I'm not even sure what the real lesson here is, but as I'm sitting here writing I feel a lot better knowing I've shared everything. I guess the real purpose for this blog was to put myself out there and get more notice, which sounds kind of stupid I suppose but I wanted to do it and hope it would work. I was trying to update my Brian story, but this came out instead. I'll go back to Brian after I give a few shout outs.
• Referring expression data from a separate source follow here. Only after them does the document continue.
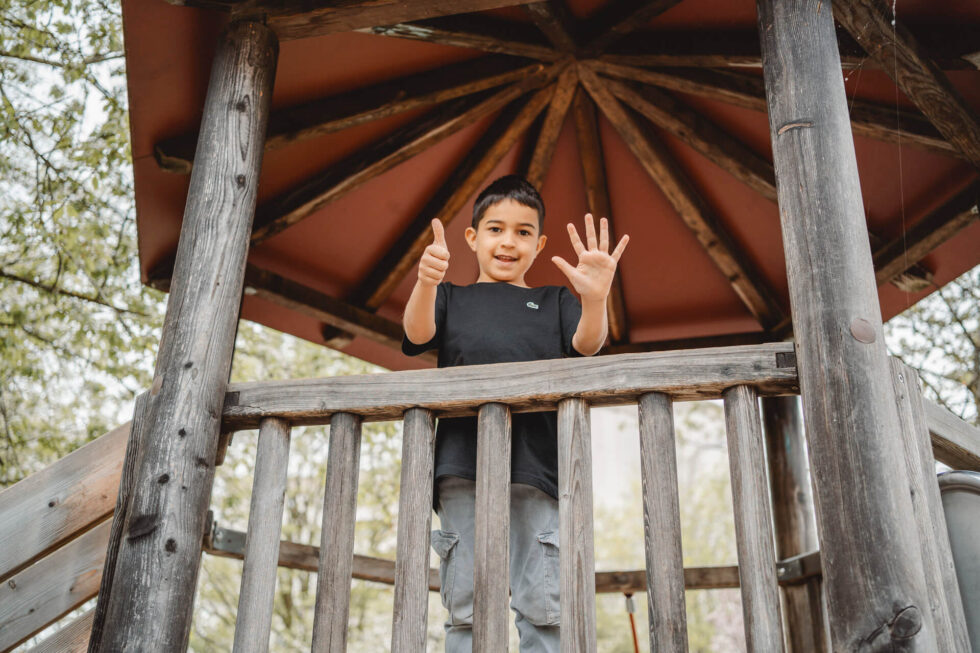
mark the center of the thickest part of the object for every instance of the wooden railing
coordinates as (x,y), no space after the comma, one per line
(55,525)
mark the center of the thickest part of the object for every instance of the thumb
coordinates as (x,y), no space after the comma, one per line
(439,232)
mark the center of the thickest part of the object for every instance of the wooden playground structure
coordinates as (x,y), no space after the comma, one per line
(127,517)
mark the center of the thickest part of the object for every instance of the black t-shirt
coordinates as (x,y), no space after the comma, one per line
(501,323)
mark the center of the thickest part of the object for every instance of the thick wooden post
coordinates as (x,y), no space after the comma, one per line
(793,520)
(872,568)
(152,597)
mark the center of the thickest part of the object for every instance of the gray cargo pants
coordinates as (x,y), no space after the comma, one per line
(534,579)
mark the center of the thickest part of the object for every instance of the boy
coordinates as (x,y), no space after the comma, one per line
(500,319)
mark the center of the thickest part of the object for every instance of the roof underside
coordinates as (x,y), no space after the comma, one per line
(344,253)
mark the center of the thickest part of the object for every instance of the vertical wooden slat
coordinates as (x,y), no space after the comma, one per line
(414,520)
(945,601)
(262,540)
(578,629)
(337,534)
(492,556)
(662,525)
(796,530)
(753,523)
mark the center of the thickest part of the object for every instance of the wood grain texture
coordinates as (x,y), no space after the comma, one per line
(793,519)
(878,121)
(851,420)
(71,638)
(135,446)
(662,525)
(576,541)
(52,587)
(899,54)
(937,557)
(954,442)
(895,257)
(414,520)
(547,136)
(715,143)
(460,187)
(536,385)
(255,600)
(337,535)
(332,183)
(753,521)
(476,33)
(599,204)
(152,597)
(349,109)
(491,581)
(62,501)
(689,204)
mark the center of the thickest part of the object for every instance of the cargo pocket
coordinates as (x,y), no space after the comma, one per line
(444,544)
(551,567)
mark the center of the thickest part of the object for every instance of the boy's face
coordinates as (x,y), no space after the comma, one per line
(506,242)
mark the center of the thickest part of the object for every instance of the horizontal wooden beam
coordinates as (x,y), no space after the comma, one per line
(690,205)
(886,123)
(319,306)
(47,590)
(462,184)
(715,143)
(913,70)
(477,33)
(954,442)
(532,386)
(951,47)
(352,108)
(278,214)
(60,502)
(896,257)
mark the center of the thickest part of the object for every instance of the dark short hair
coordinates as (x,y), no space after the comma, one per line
(512,187)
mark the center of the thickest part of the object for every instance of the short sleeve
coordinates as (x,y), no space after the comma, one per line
(409,348)
(571,312)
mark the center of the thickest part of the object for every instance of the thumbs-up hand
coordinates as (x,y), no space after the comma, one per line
(435,258)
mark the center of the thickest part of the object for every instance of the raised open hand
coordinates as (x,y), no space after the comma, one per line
(596,267)
(435,258)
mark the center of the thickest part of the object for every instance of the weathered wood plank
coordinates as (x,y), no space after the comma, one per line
(59,503)
(52,587)
(954,442)
(365,164)
(135,446)
(408,628)
(662,525)
(168,511)
(335,112)
(753,523)
(72,638)
(724,150)
(859,476)
(597,200)
(337,535)
(255,601)
(689,204)
(491,582)
(547,137)
(477,33)
(576,542)
(887,123)
(793,519)
(536,385)
(461,185)
(893,258)
(899,54)
(930,521)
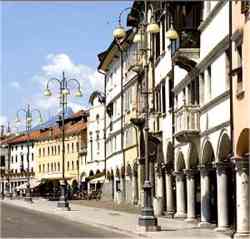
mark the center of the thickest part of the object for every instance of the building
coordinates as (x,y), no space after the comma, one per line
(95,162)
(48,150)
(241,116)
(121,136)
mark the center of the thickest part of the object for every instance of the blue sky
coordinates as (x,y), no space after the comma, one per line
(40,39)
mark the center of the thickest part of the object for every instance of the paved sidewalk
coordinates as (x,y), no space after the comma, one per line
(118,221)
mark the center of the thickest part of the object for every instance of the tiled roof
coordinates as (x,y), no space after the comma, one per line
(53,132)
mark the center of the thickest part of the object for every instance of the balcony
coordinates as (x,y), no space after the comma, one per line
(187,48)
(187,123)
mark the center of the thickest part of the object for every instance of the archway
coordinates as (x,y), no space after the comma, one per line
(224,147)
(243,143)
(207,160)
(193,159)
(226,192)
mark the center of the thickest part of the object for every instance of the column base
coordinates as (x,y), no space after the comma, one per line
(169,214)
(206,225)
(222,229)
(191,220)
(180,215)
(148,223)
(239,235)
(28,199)
(63,205)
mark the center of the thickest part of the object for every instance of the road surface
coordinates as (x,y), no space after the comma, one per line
(23,223)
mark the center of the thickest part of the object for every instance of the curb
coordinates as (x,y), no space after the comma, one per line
(100,225)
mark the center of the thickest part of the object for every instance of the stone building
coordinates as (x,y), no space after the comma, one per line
(48,150)
(193,113)
(241,116)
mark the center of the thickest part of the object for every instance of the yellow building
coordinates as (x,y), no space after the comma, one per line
(48,150)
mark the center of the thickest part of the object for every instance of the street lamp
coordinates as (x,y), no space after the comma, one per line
(147,218)
(28,124)
(64,93)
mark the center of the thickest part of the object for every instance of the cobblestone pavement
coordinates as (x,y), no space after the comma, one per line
(107,204)
(119,221)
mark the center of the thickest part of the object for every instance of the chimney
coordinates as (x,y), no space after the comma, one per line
(2,131)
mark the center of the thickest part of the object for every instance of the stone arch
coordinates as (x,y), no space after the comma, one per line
(129,171)
(207,156)
(135,169)
(108,175)
(98,171)
(193,157)
(242,146)
(224,146)
(169,153)
(180,162)
(117,173)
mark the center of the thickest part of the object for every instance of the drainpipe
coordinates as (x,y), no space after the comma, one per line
(231,78)
(105,122)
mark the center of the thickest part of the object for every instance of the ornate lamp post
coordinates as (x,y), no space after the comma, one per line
(64,92)
(147,218)
(28,124)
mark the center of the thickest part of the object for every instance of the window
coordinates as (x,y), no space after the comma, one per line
(202,87)
(227,66)
(77,146)
(209,82)
(163,91)
(170,93)
(97,118)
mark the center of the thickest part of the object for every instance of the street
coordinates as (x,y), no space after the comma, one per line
(19,222)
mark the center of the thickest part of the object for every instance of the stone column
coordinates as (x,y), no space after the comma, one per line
(205,198)
(222,197)
(141,177)
(180,196)
(190,176)
(242,198)
(169,194)
(134,189)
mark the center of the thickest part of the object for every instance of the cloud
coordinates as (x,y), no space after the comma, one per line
(89,79)
(15,84)
(3,120)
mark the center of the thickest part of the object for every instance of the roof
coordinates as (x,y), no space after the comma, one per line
(73,126)
(106,57)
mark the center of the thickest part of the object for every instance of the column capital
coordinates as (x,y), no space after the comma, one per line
(190,173)
(179,175)
(241,164)
(205,169)
(221,166)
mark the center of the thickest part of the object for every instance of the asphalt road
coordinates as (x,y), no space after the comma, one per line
(23,223)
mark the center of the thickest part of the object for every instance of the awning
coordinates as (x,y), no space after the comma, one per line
(33,184)
(100,180)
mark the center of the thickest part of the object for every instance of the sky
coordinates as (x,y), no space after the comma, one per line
(39,40)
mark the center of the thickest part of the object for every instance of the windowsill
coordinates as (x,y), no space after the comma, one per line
(240,94)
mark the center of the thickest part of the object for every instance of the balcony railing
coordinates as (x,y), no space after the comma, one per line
(187,120)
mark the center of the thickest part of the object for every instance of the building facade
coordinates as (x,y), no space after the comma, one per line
(48,150)
(241,116)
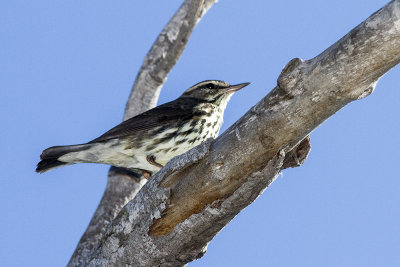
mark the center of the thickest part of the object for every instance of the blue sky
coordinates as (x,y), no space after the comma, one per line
(66,70)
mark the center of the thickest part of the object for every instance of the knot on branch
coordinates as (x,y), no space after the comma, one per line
(290,76)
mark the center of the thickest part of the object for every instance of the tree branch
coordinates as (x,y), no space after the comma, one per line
(123,185)
(176,214)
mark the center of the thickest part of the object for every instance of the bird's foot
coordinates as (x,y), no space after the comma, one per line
(152,160)
(146,174)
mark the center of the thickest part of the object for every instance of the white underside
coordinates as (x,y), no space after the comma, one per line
(111,153)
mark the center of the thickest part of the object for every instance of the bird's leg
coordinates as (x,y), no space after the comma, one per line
(146,174)
(152,160)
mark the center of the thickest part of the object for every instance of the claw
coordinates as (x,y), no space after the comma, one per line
(152,160)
Whitney;; Dear Lord there isn't enough words in this journal to explain everything you mean to me. You were the person who single-handedly brought me back into my passion. If it was not for you I would not be writing, and I would have lost my dream years ago. I would have lost a lot of things if it we're for you so thank you for that. I don't even know how but you read my damn mind, and you are perfect in so many ways I just can't even get over it. When I find a boyfriend, he'll probably have to compete with you for my attention because, yeah. Sometimes I wish you had a penis... xD You are truly my best friend, and my wifey and no one will ever replace you in my life, you complete me. <3

Jenna;; You're my twin, what else is there to say really? We have a lot in common, not just our names. And it seems that we find something new everyday. You have been there for me through a lot of this hell, and we have only become stronger. I wouldn't know what to have done without you all these nights I stayed up worrying about shit, and you made me laugh and push through everything. You may be younger than me, but most of the time I forget about it, because you're just that amazing. I am so happy that we are friends. <3

Mandie;; I love you, you talented, sweet person you. Through everything we have been through you and I are growing closer and I couldn't be happier about it. I don't know if you know this but I envy your talent when it comes to graphics, you are a truly amazing artist and I look up to you in so many respects. You are probably one of the sweetest human beings I have ever met and I thank you every day for giving me a second chance. You mean more to me than you realize. <3

Chrissy;; We don't talk as much as we used to and that makes me kind of sad, but at the same time I still love you. I love you every bit as much as I always have, you are my Cakester and no one else's. You have stuck by me when I needed you and I can't thank you enough for that, you are an amazing person and anyone would be lucky to have you as their friend just as I do. You know how to cheer me up in an instant, and on some freaky levels we have lots in common, we have a unique friendship and I love you! <3

Calli;; Just know that you're an awesome person for everything. Above everything else you make me laugh and that's not an easy task to accomplish. You aren't afraid to be yourself and I'm proud of you for that. Through everything you have been a good person to go to when I need someone to talk to and a laugh, you're just amazing that way. I am glad to know you and have you as a friend. I truly adore my Fluffy <3

And there's a few people here and there that I haven't mentioned, like Katy: you're so sweet; you give me a freaking toothache! and Mindy: For your age I see massive amounts of talent in you, and I don't even know but I just adore you to bits. Not to forget CJ : I see why Whitney loves you, and you are a great friend to me. I'd like to thank everyone who reads my stories and this journal, thank you for giving me your time. It's greatly appreciated.